FNW: Are you encountering difficulties in looking for partners?
SL: One of the challenges of our expansion, if we decide to go the franchising route, is that we are keen to launch all our three brands together: Urban Outfitters, Anthropologie and Free People. We therefore need to be able to create a development plan for all our retail brands. And at the same time, to negotiate with the brands we are distributing. It is very complicated.
FNW: How much room to manoeuvre do you have in Europe? Which new countries are you looking to enter?
SL: In six months, Urban Outfitters opened five new stores, including our first flagships in France, Italy (Milan) and Austria (Vienna). We think the brand can still grow in Italy, France and Spain. There aren't many other major markets to enter in Europe, so we are going to focus on opening more stores in these three countries. The Milan store which opened last December got off to a super start, and this encourages us to continue along this path.
FNW: Which competitors does Urban Outfitters currently have?
SL: There are hundreds of them, but none of them is exactly like us. Our retail concept is unique. Of course, Zara, H&M and Forever 21 compete with us in fashion, but we offer a whole set of other products to our customers. Did you know we are the leading vinyl-record seller in the USA? At the headquarters, each product category has a dedicated team: one team focuses on books, another on tech gadgets, another on cosmetics, etc. They are all genuine category experts.
FNW: What is your social media strategy?
SL: Social media is essential for our expansion outside the USA. I worked for Nike and Gap in the past, but the Urban Outfitters group has the best image bank I've ever seen. Instagram is truly crucial for us, and both Urban Outfitters and Anthropologie have their own dedicated apps. We don't do traditional advertising in the printed press or with posters. For our Paris opening, all our communication was exclusively on digital media.

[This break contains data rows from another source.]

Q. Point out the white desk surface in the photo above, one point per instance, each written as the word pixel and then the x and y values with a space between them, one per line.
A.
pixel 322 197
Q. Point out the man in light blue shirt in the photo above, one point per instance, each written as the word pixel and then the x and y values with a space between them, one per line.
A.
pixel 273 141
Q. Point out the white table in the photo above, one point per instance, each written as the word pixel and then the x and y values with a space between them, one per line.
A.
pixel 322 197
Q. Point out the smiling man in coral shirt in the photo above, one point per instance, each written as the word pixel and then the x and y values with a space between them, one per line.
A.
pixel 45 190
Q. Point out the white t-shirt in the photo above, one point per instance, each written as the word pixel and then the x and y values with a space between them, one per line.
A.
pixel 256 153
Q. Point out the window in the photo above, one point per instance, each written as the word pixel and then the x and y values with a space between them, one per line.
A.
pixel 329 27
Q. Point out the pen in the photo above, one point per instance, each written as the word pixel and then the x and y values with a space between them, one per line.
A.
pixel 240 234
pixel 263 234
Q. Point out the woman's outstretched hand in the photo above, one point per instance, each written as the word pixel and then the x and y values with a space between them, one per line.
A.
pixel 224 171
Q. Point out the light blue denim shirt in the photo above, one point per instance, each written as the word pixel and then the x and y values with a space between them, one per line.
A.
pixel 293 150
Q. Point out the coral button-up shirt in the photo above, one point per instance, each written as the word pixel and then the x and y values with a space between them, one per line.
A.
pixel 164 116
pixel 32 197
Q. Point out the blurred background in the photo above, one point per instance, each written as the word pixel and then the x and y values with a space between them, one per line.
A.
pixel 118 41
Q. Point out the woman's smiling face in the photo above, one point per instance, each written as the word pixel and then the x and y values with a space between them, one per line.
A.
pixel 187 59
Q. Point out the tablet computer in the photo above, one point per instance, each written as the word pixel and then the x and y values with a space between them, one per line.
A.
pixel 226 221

FNW: What about the growth of Anthropologie?
SL: [Anthropologie is] a lifestyle retailer which targets women aged 25-40, offering a range of fashion and home decoration products. It currently operates 200 stores, nearly all of them in the USA, except for nine in the UK. We are planning to deploy Anthropologie internationally via future partnerships and, in Europe, by operating the stores ourselves. We will open the first Anthropologie shop in Germany next May. We are also looking for a location in Paris: we think that Anthropologie is perfectly suited to the French capital, but we need to have an ideal position, with premises that aren't too small. Customers who have become acquainted with Anthropologie after a trip to the USA must be able to find the same range [in Europe] that they found there. Otherwise, they will be disappointed.
We are also trying to establish our first Free People stores in Europe. It's a boho-style fashion label, a style which now works very well, and needs smaller premises to thrive, about 300 m2. We are very busy looking for locations!